After a large number of investments are updated, e.g. 20K are updated, the subsequent incremental Load DWH job runs 3x longer.
A full Load DWH run can be done, but this disrupts the reporting as a full run truncates the tables.
Although a full run is faster, the unavailability/repopulation of DWH tables reduce/delay visibility into the data.
STEPS TO REPRODUCE:
1. On a large dataset, simulate the update of 20K investments.
2. Run the incremental Load DWH job.
3. Run the full Load DWH job.
4. Compare the runtimes of the incremental vs the full run.
Actual: The incremental run can take 3x as long as the full run.
Expected: The incremental should not take much more time.

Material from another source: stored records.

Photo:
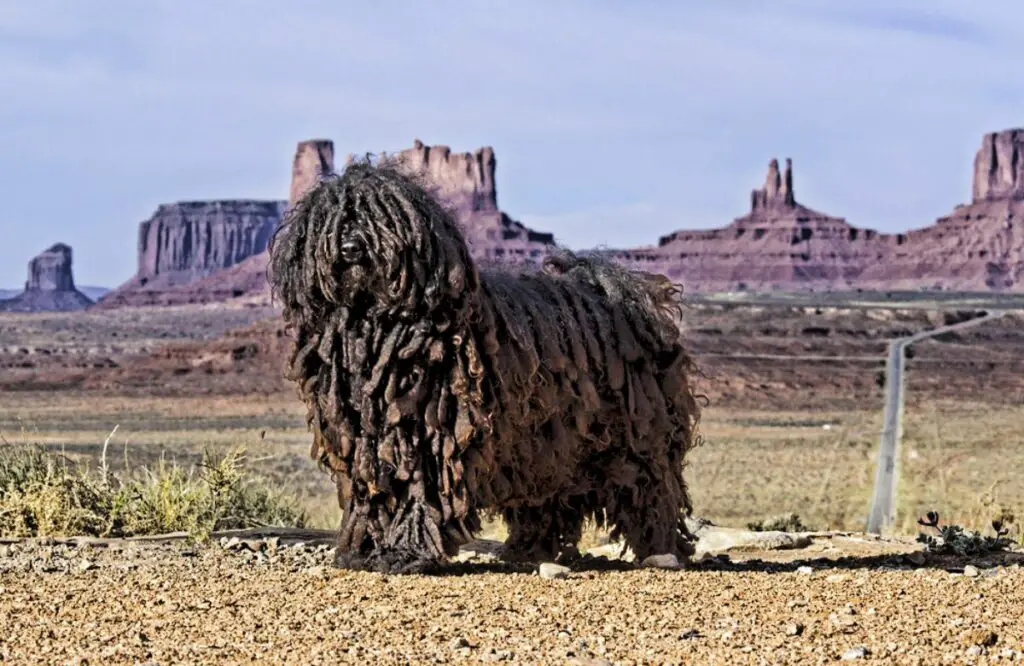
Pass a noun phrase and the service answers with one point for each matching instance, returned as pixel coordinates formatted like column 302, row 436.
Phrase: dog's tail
column 652, row 297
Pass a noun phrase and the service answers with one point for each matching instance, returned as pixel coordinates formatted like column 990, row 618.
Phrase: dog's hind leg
column 544, row 533
column 649, row 514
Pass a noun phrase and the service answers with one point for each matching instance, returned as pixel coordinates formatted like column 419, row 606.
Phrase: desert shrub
column 784, row 523
column 44, row 494
column 954, row 540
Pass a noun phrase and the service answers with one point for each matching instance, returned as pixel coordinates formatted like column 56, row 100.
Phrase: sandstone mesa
column 215, row 250
column 50, row 286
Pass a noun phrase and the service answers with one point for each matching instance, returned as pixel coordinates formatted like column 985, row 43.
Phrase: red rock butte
column 215, row 250
column 782, row 245
column 50, row 285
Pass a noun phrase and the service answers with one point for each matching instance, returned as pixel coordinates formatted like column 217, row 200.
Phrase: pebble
column 551, row 571
column 855, row 653
column 667, row 560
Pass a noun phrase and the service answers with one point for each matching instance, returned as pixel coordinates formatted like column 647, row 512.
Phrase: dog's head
column 373, row 240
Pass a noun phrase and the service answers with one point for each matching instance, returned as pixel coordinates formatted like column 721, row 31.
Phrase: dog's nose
column 350, row 251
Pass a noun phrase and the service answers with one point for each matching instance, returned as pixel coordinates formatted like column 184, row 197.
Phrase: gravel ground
column 271, row 602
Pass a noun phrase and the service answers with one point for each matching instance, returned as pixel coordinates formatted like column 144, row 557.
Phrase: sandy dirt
column 838, row 599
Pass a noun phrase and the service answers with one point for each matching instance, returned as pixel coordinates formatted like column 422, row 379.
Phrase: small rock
column 497, row 655
column 982, row 637
column 255, row 545
column 551, row 571
column 855, row 653
column 667, row 560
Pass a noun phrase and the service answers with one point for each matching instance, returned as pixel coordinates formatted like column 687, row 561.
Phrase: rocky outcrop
column 313, row 159
column 782, row 245
column 998, row 166
column 187, row 241
column 779, row 244
column 466, row 183
column 50, row 285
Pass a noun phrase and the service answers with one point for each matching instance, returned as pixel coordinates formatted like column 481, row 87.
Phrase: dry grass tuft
column 45, row 494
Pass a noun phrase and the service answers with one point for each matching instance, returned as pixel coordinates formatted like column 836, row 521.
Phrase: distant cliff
column 782, row 245
column 50, row 285
column 184, row 242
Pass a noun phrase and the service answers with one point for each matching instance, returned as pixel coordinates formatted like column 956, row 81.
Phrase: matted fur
column 437, row 391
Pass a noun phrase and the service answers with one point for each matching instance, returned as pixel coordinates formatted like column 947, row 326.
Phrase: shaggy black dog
column 438, row 392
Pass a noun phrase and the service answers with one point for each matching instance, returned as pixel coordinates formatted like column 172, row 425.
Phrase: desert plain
column 794, row 393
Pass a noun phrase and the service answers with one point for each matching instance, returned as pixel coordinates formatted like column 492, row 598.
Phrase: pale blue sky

In reviewing the incremental run, the Data Warehouse portlet was reviewed and sorted by Duration.
The most time was spent on the following tables:
DWH_INV_INVESTMENT
DWH_INV_INVESTMENT_LN
This is reported as DE116305 and it was due to the Rally Integration.
The reason for the long runtime of the incremental Load DWH job is due to:
a. Two investment attributes (hig_invcategory,hig_rallyproject)
hig_invcategory
uses Lookup=Rally Investment Categories
hig_rallyproject
uses Lookup=Rally Projects HIG
b. When these 2 are deactivated, the job runs in only ~10 minutes vs ~60 minutes.
Do not run the Load DWH incrementally.